Re: namespace node implementation

I don't understand this:
(from M. Kay's message

>> Right, and that's the problem I'm concerned about (assuming we're
>> talking about the same thing).  Given:
>> let $a := <a xmlns:ns1="NS1"><b ns1:x="X"/></a>
>> let $c := <c xmlsns:ns2="NS2">{$a/b}</c>
>> what is the result of get-in-scope-namespaces($c/b)?
> When <b> is constructed it acquires a namespace node for ns1 by virtue of
> the fact that ns1 is an active in-scope namespace at that point.
> When <a> is constructed it also acquires a namespace node for ns1 for the
> same reason.
> When <b> is copied to make it a child of <a> it retains (copies of) its
> namespace nodes.
> The path expression $a/b selects this b element. The element is copied to
> make it a child of the new <c> element.
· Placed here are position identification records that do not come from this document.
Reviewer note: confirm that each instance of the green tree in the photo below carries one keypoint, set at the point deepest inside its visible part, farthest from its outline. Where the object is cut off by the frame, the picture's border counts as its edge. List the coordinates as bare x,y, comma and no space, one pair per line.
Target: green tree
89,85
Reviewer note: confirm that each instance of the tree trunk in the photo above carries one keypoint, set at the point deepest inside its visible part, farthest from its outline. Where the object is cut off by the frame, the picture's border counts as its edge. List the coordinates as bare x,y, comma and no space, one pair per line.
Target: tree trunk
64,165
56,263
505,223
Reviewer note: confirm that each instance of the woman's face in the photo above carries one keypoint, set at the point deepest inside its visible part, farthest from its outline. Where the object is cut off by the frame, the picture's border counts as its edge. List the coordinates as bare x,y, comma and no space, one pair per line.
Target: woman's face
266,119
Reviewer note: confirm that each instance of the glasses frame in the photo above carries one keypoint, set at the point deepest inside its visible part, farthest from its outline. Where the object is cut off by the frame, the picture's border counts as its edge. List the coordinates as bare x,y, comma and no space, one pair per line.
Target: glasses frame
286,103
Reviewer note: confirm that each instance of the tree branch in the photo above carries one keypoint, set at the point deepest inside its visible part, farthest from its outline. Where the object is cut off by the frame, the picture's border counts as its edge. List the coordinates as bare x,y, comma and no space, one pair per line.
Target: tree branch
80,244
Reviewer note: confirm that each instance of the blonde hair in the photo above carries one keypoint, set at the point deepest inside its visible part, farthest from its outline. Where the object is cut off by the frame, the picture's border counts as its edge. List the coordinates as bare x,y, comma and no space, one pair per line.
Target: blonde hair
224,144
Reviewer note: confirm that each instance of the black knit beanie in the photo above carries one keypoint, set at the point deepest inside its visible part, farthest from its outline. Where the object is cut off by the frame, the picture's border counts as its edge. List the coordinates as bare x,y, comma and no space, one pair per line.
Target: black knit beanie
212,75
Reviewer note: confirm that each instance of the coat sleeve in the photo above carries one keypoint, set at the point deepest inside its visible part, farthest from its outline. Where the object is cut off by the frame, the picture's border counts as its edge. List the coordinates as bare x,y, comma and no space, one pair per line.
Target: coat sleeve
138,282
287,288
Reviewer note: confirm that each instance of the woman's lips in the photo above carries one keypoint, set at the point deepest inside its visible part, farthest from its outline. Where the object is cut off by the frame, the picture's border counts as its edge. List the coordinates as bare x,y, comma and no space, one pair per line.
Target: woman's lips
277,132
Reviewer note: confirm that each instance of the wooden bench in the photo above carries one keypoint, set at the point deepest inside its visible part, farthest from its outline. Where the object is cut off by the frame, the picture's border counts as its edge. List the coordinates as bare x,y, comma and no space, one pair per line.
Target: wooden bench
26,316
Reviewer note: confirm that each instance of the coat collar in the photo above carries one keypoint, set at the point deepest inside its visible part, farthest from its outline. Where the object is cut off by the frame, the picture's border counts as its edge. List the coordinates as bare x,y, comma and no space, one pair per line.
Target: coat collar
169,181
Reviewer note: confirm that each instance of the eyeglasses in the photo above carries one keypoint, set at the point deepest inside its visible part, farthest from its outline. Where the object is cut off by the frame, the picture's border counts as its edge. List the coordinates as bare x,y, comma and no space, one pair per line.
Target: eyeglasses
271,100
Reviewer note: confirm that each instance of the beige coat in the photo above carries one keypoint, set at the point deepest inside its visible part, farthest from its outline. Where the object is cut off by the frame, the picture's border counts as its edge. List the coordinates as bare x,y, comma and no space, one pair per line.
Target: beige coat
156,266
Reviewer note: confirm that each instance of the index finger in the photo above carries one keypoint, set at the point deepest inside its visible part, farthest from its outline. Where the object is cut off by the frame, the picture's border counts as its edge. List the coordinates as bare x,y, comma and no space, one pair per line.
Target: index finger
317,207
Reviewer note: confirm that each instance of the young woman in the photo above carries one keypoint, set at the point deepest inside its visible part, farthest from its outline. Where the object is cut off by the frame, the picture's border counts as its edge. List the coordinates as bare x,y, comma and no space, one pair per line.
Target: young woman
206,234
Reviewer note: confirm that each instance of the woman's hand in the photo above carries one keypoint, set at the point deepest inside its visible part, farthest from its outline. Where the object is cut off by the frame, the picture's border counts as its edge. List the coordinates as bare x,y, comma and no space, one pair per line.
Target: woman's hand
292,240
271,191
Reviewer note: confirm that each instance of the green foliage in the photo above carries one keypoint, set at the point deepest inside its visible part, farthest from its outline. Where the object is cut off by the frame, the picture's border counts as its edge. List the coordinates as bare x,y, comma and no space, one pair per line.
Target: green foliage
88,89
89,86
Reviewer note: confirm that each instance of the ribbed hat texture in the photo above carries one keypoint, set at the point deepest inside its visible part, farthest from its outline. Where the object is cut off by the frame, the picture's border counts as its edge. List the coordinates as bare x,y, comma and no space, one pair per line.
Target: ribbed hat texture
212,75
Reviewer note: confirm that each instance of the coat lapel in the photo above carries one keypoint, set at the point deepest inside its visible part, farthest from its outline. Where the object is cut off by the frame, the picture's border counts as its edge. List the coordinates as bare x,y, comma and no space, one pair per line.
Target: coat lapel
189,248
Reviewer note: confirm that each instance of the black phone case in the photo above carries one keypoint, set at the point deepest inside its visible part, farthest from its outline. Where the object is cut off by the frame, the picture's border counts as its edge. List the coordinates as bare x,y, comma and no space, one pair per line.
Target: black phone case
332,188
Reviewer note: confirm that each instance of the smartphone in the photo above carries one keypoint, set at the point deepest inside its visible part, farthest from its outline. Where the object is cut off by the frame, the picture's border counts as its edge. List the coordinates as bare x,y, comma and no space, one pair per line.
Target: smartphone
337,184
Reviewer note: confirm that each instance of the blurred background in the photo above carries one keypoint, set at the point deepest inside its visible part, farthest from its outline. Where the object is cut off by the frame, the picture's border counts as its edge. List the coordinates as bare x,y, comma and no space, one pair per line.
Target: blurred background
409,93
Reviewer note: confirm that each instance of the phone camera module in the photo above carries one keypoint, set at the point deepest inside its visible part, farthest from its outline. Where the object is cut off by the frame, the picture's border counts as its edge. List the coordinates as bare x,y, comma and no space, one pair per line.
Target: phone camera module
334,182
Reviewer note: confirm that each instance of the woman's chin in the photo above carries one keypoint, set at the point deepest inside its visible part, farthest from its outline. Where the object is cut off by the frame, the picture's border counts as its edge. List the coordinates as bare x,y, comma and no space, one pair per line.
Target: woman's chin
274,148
It retains the ns1 namespace node,
> but does not acquire a namesapce node for ns2.
> but the more accurate XML 1.1 serialization is:
>  <c xmlns:ns2="NS2"><b xmlns:ns2="" xmlns:ns1="NS1" ns1:x="X"/></c>

What is the meaning of "[it] does not acquire a namesapce node for ns2." ?
First, what is "it" ? the first node $a/b or the new node $c/b ?
(I assume it is the latter)

Why should the new node ($c/b) _not_ have NS2 in its "in-scope namespaces" ?
[BTW the definition of "in-scope namespaces" is far from clear.]

I don't see in the spec something that would prescribe such a strange rule:
could you please Michael point it out ?
The argument "serialization should roundtrip" seems not sufficient, because
what matters is that element and attribute names get their proper NS, and
there are different ways to serialize to get this result.